When Ballard is revealed to be alive and in the hospital, Echo, still imprinted as a mercenary, breaks away from her handler to finish the job, but at the hospital she sees the girl that she had helped in a previous imprint earlier in the episode, which causes another flash of confused feeling that allows Boyd to catch up to her and take her back to the Dollhouse when DeWitt commands him to stop her.

At the end of the episode, DeWitt comments that something happened in the apartment that neither she nor Langton knows about, saying that while Echo knew exactly where to shoot to kill her target, she also knew exactly where not to shoot. She informs Langton to keep an eye on her, leaving Ballard now more determined than ever to find the Dollhouse and find Echo/Caroline. At the end of the episode, when all of the Actives are led to their sleeping chambers, when the protective glass closes over Echo, leaving her in private, she whispers "Caroline."

== Removal ==
"Echo" was eventually completely dropped from the official Dollhouse episode list and was later taken apart so that different scenes could be used in later episodes. During an interview given on October 26, 2009, creator/writer/director Joss Whedon stated:

"The original pilot was in fact thrown out. Again, at my behest. Once it became clear what paradigm the network was shooting for, it just didn't fit at all, even after I'd reshot more than half of it... To get a sense of how completely turned around I was during this process, you should know there was a scene with Eliza and the astonishing Ashley Johnson that I wrote and shot completely differently three different times, with different characters in different places (actually I wrote it closer to eight times), and none of it will ever see air.

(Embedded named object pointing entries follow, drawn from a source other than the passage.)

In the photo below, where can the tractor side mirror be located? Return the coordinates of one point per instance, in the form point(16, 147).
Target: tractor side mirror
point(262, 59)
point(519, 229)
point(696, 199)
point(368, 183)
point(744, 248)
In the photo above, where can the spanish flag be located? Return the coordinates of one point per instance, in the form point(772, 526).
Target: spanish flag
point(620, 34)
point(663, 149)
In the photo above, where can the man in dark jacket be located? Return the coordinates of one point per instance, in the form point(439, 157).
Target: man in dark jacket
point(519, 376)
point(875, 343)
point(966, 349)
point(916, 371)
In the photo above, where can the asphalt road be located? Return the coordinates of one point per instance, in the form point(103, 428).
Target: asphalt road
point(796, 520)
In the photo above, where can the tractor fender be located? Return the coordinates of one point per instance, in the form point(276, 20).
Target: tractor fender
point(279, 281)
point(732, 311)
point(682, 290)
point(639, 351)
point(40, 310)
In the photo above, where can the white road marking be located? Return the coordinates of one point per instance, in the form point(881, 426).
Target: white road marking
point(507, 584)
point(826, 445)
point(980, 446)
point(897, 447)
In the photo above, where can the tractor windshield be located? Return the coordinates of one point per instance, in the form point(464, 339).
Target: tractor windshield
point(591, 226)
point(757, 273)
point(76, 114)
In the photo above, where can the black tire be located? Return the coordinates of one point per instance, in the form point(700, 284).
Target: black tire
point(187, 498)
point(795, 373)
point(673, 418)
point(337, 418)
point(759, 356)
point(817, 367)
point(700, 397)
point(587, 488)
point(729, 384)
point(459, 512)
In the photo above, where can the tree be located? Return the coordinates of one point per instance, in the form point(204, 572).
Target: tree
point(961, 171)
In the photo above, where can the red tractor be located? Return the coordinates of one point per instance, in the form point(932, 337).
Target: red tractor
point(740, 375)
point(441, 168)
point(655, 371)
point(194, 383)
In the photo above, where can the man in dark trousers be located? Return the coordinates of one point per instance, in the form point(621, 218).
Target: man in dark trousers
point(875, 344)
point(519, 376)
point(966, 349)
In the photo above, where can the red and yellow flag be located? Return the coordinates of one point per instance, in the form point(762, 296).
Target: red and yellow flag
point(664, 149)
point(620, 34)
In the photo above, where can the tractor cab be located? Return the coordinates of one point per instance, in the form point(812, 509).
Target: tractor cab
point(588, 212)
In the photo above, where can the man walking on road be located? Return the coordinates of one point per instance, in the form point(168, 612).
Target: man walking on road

Which is as it should be (though I'm determined to get Ms. Johnson back in the future)."

The network eventually asked for a "five-pilot" set-up, making the first five episodes of season one essentially standalone episodes with little overall plot development. "Ghost" became the season one premiere episode.

Ashley Johnson returned to Dollhouse in the season one finale "Omega".

== Reception ==
The original script of "Echo" was made available to critics in April 2008, before initial production began. The script was praised by critics, who called it "fabulous," "thought-provoking," and "a beautiful enigma wrapped in a riddle, a gripping conspiracy story for the ages filled with urban legends, memory tampering, and long-buried secrets coming to the fore."

"[It] builds into a mystery that's as much philosophical as science fiction...[it] mixes elements of the conspiracy thriller with what threatens to become a profound meditation on identity." The script was furthermore praised as being "Whedon's most accessible work to date" and "much more than preaching to the converted."

When the episode itself was made available for viewing, one critic commented "[it is a] solid opener [with] huge potential for fun (...) which people aren't yet aware of -- and heartbreak people aren't expecting."